Yes, X80 PSL2 LSAW (longitudinally submerged arc welded) pipe is the standard manufacturing route for large-diameter sour gas applications where X80 is specified. LSAW provides the weld quality and dimensional consistency required for offshore and demanding onshore sour gas service. For sour gas X80 LSAW, the purchase specification must address both the pipe body HIC requirements and the weld seam — including SAW consumable qualification for low hydrogen absorption, post-weld heat treatment if specified, and HAZ hardness control. Weld seam hardness above 250 HV10 in the HAZ is a common sour service rejection criterion.
What should a sour service X80 PSL2 purchase order specify?
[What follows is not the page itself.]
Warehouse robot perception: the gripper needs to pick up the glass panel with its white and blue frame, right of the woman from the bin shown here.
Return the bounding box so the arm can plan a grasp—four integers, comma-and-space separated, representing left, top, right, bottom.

A sour service X80 PSL2 purchase order should include: API 5L X80 PSL2; manufacturing route (seamless or LSAW); OD and wall thickness; SR15C with NACE TM0284 HIC testing and acceptance criteria CLR ≤ 15%, CTR ≤ 3%, CSR ≤ 2%; chemistry: S ≤ 0.002%, P ≤ 0.012%, Ca treatment with Ca/S ratio ≥ 1.5 on MTC; Charpy CVN testing at specified temperature; SSC testing per NACE TM0177 if project specification requires; weld seam HAZ hardness ≤ 250 HV10 for LSAW; EN 10204 3.2 with named TPI; and full dimensional inspection records. Do not specify standard PSL2 and assume sour service compliance — SR15C and chemistry controls are supplementary and must be explicitly ordered.